California's rooftop solar program collides with equity concerns

Source: Politico | March 31, 2021 | Colby Bermel

A pandemic-era backlash against California’s yawning wealth gap is taking aim at incentives for rooftop solar panels.

SACRAMENTO — A pandemic-era backlash against California’s yawning wealth gap is taking aim at the state’s pioneering climate policies. The latest target: incentives for rooftop solar panels.

The generous rewards paid to those who can afford to install them on their roofs amount to subsidies for the rich, utilities and other critics of the program argue.

It’s the latest fault line in a clash over whether too many Californians are being left behind by the state’s green push. For years, the state has wrestled with similar concerns about electric vehicle rebates flowing to wealthy Tesla drivers.

That anti-elitism sentiment has taken off during a recession that has disproportionately burdened low-income communities. It has also plagued Gov. Gavin Newsom, a multimillionaire whose children attended private school as most public schools remained closed. The governor now faces a likely recall election. But some solar advocates worry the resulting policy changes to the incentive program known as “net metering” could swing too far, or that they will inspire similar rollbacks in other states making the thorny transition to zero-carbon electricity.

If state regulators slash the rewards, “that will be very damaging to solar in California,” said state Sen. Scott Wiener (D-San Francisco), one of the industry’s biggest champions in the Legislature. “It will send a loud message to the rest of the country that California is not fully committed to a clean energy future.”

Pacific Gas & Electric, Southern California Edison and San Diego Gas & Electric have used similar equity arguments for years as they pushed to reduce incentives that challenge their business model. Now they are getting newfound support from an unlikely source: environmental groups concerned the policy is unfair.

As solar becomes more ubiquitous, they argue, low- and middle-income residents have to pay a higher share of costs to maintain utilities’ poles and wires for everyone’s benefit, including solar owners.
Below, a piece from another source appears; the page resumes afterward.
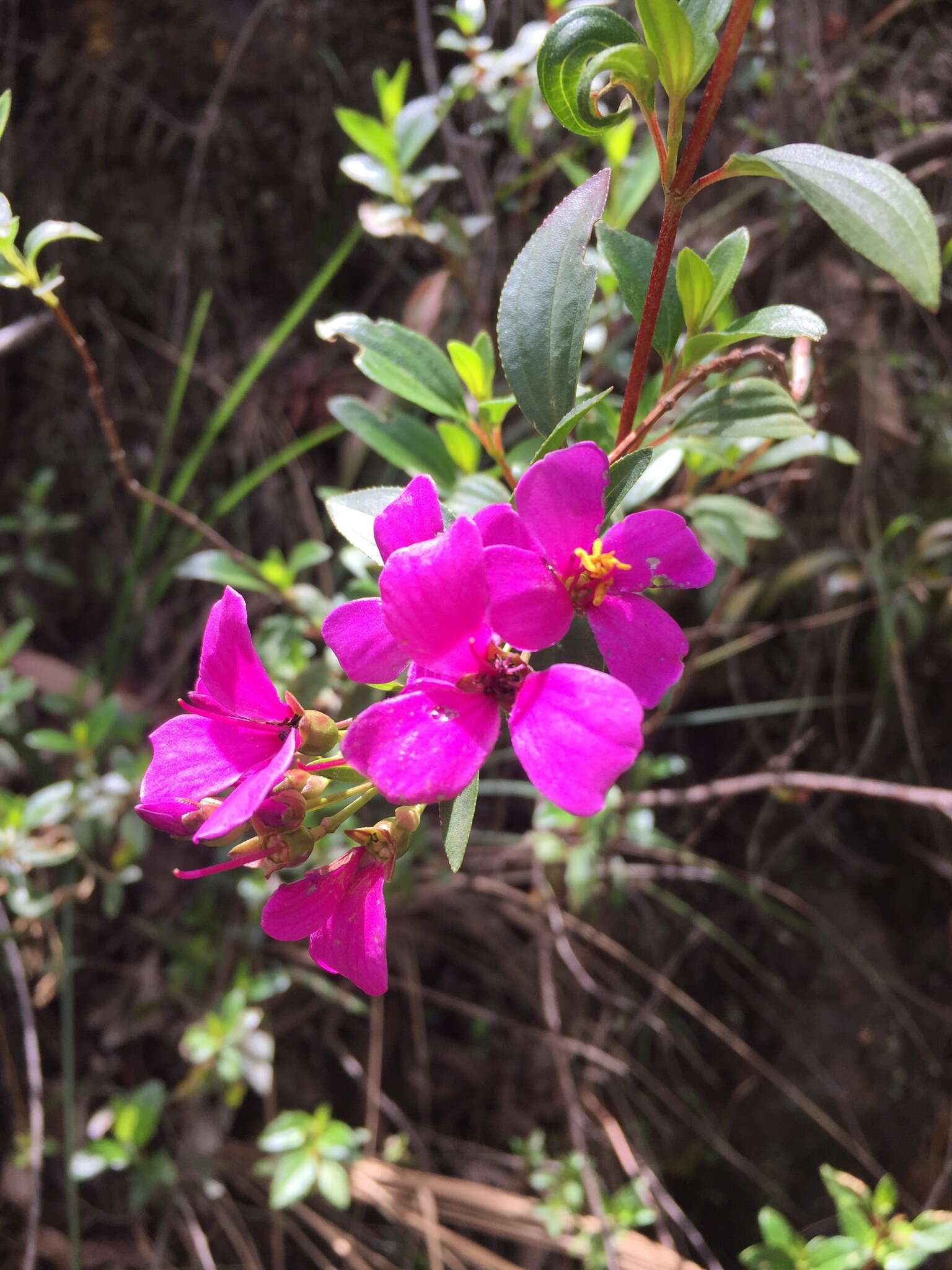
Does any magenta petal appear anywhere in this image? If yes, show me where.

The rewards fueled rooftop solar’s explosive growth, but that success has been clouded by concerns that maintaining incentives at current levels is unsustainable.

“Solar is still ‘mom and apple pie’ here,” said Mike Florio, a former California utility regulator who warned half a decade ago about the solar program’s increasing cost. “It was never a politically popular position to say [the benefits are] too rich,” he added, but pandemic-inflamed disparities have changed the calculus.
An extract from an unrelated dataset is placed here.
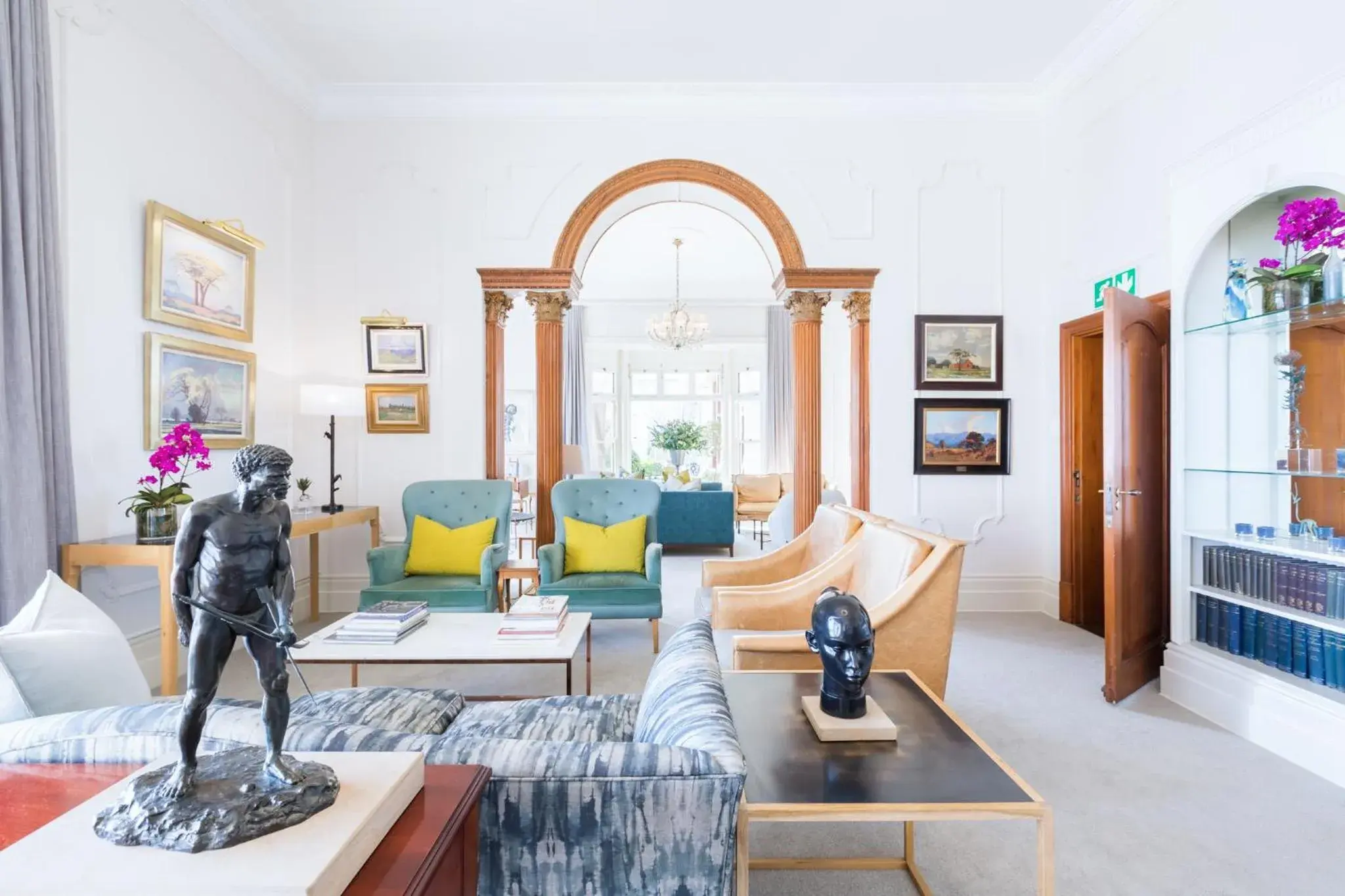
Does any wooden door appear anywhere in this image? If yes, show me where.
[1103,289,1169,702]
Paying owners of rooftop solar panels for the excess energy they feed back into the grid has propelled Californians to outfit a million-plus homes with solar panels, a target set 15 years ago when Arnold Schwarzenegger was governor. Roughly one in 10 buildings with an electric meter have solar panels, according to California’s three largest utilities.
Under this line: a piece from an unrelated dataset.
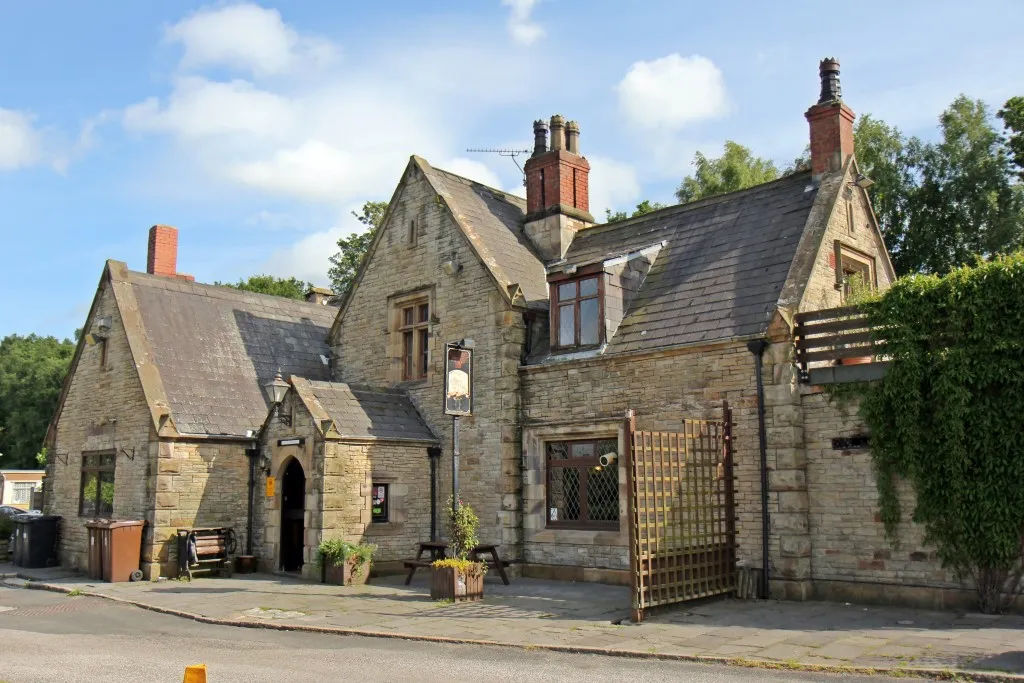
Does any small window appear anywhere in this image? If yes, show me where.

Customer-owned solar is still a key piece of the state’s ambitious climate agenda: Energy agencies projected in March that California needs to more than triple rooftop solar capacity by its 2045 deadline to help eliminate carbon emissions from the electricity supply.

But the state’s net metering policy has long been dogged by claims that the payments are too generous, forcing utilities to raise rates to compensate for lost revenue. And as solar owners install batteries to store their extra electricity, further reducing their monthly bills, the remaining customers are left to absorb those service costs.

Also contributing to the rate hikes: expenses associated with upgrading the century-old grid so it doesn’t spark climate-exacerbated wildfires, which last year burned a record 4.2 million acres across California and killed 33 people.